Il y a tout juste 20 ans, un des plus puissants financiers américains, Michael Milken, véritable star de la Drexel Burnham Lambert, était condamné à 10 ans de prison pour s’être rendu coupable de fraudes à la législation boursière.

En lisant un article récemment consacré à la révolution financière qui a déferlé sur les Etats-Unis dans les années 80 (pensez également au célèbre film d’Oliver Stone, « Wall Street »), je n’ai pas manqué de relever l’analogie entre les fameuses « obligations pourries » (« junk bonds ») dont le sieur Milken s’était fait une spécialité et le retour aujourd’hui de ce qu’on pourrait appeler les « actions pourries ».

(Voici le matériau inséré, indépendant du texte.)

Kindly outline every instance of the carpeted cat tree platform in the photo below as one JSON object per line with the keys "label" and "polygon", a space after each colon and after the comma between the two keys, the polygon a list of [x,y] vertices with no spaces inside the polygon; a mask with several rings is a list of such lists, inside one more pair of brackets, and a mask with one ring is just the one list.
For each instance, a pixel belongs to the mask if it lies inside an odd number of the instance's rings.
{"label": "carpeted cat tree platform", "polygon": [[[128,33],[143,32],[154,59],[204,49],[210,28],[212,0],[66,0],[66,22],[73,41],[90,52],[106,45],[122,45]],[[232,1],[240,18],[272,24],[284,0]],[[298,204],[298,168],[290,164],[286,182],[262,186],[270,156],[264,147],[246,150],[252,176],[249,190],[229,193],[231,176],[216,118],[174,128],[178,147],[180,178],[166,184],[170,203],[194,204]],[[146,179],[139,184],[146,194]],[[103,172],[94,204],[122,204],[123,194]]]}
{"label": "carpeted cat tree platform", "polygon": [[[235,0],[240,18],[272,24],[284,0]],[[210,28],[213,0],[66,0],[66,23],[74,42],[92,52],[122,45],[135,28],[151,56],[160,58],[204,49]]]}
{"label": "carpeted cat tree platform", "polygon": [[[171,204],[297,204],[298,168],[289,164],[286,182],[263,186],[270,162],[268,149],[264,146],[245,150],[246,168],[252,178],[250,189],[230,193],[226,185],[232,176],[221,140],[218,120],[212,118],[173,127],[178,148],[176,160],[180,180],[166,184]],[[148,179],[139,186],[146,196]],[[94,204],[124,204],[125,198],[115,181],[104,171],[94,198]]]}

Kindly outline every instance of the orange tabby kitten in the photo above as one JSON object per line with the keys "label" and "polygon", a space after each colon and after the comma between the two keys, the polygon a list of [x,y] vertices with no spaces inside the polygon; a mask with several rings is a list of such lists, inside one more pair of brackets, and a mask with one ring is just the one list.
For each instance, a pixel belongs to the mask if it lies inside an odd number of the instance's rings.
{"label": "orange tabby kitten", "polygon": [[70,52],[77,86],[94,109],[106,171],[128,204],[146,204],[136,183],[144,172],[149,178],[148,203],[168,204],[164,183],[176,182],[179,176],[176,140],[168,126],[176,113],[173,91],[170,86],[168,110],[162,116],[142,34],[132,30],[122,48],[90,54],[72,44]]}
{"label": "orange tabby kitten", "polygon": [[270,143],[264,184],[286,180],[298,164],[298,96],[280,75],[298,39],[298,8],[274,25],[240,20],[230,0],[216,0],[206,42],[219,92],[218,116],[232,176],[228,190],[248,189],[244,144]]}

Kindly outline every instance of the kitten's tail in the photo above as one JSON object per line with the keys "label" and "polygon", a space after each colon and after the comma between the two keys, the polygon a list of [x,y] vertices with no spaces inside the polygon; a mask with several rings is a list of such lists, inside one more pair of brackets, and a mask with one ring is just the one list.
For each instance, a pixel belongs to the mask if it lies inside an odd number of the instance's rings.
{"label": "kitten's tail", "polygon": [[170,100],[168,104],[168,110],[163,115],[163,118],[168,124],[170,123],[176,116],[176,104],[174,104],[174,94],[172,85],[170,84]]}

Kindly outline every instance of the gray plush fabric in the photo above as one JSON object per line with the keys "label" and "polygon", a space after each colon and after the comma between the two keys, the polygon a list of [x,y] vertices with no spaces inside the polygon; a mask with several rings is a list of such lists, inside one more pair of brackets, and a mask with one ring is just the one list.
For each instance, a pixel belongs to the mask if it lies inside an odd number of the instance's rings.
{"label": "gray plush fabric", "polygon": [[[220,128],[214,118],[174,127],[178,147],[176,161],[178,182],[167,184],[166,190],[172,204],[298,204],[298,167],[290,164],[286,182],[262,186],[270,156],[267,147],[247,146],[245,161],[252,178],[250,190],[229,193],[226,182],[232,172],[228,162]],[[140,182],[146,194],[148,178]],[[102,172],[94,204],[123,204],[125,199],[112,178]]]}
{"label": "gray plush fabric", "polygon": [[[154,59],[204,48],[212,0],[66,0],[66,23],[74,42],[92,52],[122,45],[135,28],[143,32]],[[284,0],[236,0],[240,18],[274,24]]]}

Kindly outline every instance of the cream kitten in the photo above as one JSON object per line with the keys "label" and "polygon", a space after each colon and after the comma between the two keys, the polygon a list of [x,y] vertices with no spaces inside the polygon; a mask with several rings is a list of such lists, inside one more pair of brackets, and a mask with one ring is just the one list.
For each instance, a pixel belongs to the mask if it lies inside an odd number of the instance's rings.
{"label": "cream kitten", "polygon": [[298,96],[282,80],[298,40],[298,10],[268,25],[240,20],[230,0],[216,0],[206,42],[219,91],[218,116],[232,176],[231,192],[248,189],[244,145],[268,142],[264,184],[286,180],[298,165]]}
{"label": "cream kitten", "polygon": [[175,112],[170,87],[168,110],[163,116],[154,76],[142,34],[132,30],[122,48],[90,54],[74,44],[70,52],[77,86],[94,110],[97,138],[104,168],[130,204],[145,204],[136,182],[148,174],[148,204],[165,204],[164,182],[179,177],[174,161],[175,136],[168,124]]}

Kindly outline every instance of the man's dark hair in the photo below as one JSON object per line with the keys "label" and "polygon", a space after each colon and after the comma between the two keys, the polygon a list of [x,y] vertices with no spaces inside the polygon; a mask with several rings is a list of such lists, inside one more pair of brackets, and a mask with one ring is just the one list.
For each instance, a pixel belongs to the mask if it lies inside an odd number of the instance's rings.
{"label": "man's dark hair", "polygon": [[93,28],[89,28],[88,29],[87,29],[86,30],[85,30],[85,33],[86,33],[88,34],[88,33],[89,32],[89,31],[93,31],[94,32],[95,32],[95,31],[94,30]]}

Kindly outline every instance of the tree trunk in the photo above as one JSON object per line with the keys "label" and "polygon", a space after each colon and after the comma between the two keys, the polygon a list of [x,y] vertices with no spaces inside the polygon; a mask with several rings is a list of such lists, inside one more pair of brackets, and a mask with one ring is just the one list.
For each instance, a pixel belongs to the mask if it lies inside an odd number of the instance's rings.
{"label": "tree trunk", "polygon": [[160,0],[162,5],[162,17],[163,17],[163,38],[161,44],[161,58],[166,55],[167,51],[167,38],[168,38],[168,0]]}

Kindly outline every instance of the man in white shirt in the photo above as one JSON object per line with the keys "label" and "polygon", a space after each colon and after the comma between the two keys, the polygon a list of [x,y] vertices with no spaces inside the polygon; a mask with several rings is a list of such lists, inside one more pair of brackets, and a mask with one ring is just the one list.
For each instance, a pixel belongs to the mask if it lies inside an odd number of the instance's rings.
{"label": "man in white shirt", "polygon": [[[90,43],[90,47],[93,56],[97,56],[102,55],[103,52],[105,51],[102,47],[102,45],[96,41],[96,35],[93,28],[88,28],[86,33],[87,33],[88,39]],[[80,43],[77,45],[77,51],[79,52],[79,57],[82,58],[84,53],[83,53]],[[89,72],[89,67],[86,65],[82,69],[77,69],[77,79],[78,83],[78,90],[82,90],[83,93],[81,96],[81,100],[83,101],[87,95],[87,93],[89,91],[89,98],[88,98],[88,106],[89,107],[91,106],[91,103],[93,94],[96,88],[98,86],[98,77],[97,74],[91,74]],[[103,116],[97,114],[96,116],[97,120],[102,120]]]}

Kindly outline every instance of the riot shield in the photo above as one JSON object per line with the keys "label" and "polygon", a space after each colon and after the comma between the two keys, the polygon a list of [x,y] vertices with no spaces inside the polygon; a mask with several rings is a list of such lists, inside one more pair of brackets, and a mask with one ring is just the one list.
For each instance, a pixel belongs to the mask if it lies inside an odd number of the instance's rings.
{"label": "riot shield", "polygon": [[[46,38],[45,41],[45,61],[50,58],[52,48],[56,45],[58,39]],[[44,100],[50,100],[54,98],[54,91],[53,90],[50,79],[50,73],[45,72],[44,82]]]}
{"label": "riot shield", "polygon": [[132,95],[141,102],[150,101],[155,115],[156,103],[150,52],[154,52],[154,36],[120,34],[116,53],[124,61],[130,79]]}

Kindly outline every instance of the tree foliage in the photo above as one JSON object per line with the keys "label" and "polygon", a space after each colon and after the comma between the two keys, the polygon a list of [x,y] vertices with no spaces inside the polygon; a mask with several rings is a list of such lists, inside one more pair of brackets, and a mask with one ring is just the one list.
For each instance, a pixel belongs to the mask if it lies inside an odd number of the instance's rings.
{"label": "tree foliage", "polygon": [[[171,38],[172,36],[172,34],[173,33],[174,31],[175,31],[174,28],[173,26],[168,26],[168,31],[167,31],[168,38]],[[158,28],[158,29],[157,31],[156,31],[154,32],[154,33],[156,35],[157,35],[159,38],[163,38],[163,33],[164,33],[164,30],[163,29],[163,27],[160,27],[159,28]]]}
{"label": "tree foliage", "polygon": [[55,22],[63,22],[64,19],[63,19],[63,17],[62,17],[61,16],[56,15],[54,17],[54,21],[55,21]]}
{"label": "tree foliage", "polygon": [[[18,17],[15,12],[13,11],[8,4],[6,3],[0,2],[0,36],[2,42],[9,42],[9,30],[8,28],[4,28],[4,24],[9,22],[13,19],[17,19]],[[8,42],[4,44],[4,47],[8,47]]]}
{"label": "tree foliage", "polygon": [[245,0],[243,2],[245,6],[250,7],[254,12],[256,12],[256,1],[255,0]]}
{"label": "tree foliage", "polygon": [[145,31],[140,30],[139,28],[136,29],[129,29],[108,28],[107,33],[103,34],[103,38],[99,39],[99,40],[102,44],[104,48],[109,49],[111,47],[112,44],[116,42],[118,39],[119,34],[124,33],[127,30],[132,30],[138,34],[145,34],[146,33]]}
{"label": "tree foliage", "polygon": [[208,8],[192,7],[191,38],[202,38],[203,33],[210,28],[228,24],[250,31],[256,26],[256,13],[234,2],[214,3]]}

Les investisseurs ont en effet de quoi se méfier de ce qui brille : après l’effondrement de la bulle technologique à la fin du XXe siècle, ils se sont à nouveau retrouvés piégés par la finance toute puissante du début du XXIe siècle. A chaque fois, l’horizon semblait dégagé pour engranger de juteux rendements. Et c’est la désillusion qui a été au rendez-vous.

Alors, les « actions pourries », est-ce la solution ?

Disons d’emblée que les « obligations pourries » chères à Milken souffrent d’une image négative injuste dans l’inconscient collectif. Elles ont en effet permis, au cours de ces fameuses années 80, à des entreprises et des secteurs peu prisés par les grands argentiers de se développer, amenant concurrence et innovations dans des domaines alors fossilisés (télécoms et médias notamment). Aujourd’hui encore, ce marché reste florissant.

Ensuite, les investisseurs y ont, plus souvent qu’à leur tour, trouvé leur bonheur. Très tôt, Milken avait compris que les rendements de telles obligations étaient suffisamment élevés pour plus que compenser leur risque de défaut. Des portefeuilles judicieusement diversifiés en obligations pourries battaient ainsi facilement des portefeuilles d’obligations traditionnelles.

D’où la tentation de répliquer ce raisonnement aux « actions pourries », à savoir des actions (le plus souvent des petites capitalisations) dont les cours ont été particulièrement massacrés par des investisseurs déçus (situations financières et/ou bénéficiaires très dégradées). Ces actions pourraient ainsi se retrouver à des niveaux de cours à ce point bas (sous la valeur des actifs déduction faite des dettes) qu’elles offriraient, malgré la qualité douteuse des entreprises qu’elles représentent, des perspectives de rendement non négligeables, voire supérieures aux risques à assumer.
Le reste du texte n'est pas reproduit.